After running the tests, the researchers found that the group suppressing their expressions were slower to recognize emotions, but the mimickers were not significantly faster than the no-instructions group:
The study therefore concludes agnostically on the question of why poker faces impair the recognition of expressions. The group intentionally mimicking the pictures were faster than the no-instructions group, but not significantly so. This made it impossible to conclude whether intentionally mimicking helped, just not enough to overcome the distraction of copying the image’s expression, or whether it is only the cognitive difficulty of holding a poker face that impairs recognition of emotions.

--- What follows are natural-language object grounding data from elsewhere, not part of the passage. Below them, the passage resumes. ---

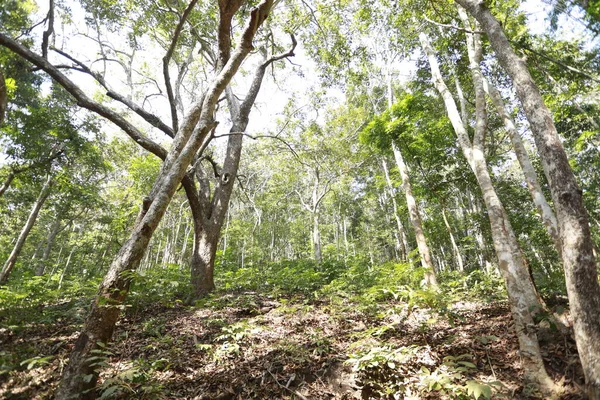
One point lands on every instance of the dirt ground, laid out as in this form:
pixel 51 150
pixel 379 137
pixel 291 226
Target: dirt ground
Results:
pixel 252 346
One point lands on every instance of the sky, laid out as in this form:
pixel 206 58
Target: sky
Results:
pixel 274 94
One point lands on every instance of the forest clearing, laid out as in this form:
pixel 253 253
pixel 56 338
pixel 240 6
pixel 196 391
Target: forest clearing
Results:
pixel 299 199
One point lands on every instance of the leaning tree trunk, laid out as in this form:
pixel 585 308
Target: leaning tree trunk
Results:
pixel 401 235
pixel 577 250
pixel 54 230
pixel 535 189
pixel 80 375
pixel 457 255
pixel 209 215
pixel 3 97
pixel 37 206
pixel 521 292
pixel 415 219
pixel 202 263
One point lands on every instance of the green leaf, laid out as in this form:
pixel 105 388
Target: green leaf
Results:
pixel 477 390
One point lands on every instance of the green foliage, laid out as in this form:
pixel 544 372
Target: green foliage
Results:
pixel 476 285
pixel 411 371
pixel 166 285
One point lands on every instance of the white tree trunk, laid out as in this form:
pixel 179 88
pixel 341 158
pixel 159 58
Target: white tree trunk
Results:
pixel 415 219
pixel 577 249
pixel 457 255
pixel 535 189
pixel 401 235
pixel 37 206
pixel 522 295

But the researchers did demonstrate the effect itself – at least within a lab. Someone with a poker face will not miss an opponent with a big smile on her face when she look at her cards – participants suppressing their expressions were not significantly worse at correctly stating the expression they saw on the final slide. But when it comes to identifying slight signs of emotion – the hints revealed by a careful player – someone trying to hold a poker face is more likely to miss them.
In Chris Moneymaker’s case, he no longer needed to read his opponent. He had no control over the outcome, so he was free to focus on remaining expressionless. After two grueling minutes, Sam Farha folded and conceded the hand. The ESPN announcers declared it the “bluff of the century” and Moneymaker went on to win the entire tournament in the next hand.
Poker faces are not necessarily a bad idea. As the authors point out, these findings may be most important for professions like law enforcement or medicine. Police officers interviewing a victim try to maintain a professional demeanor, devoid of expression, while seeking out information about others’ emotions. Yet this research shows the inherent difficulty of doing so. This is particularly true of a therapist’s work.
In poker, however, both players are equally handicapped by their poker faces. The meaning of a player’s behavior is also inferred from prior bets more often than from emotional slips. In Moneymaker’s case, he decided to bluff because Farha had suggested a winner take all format (rather than the 2nd place finisher receiving a $1.3 million consolation prize). He interpreted Farha’s confidence as a sign that he intended to win with a series of small, skillful bets.
But if this research is correct, poker players who think they are picking up subtle hints of emotion on their opponents’ faces might want to think about how much they’re revealing on their own.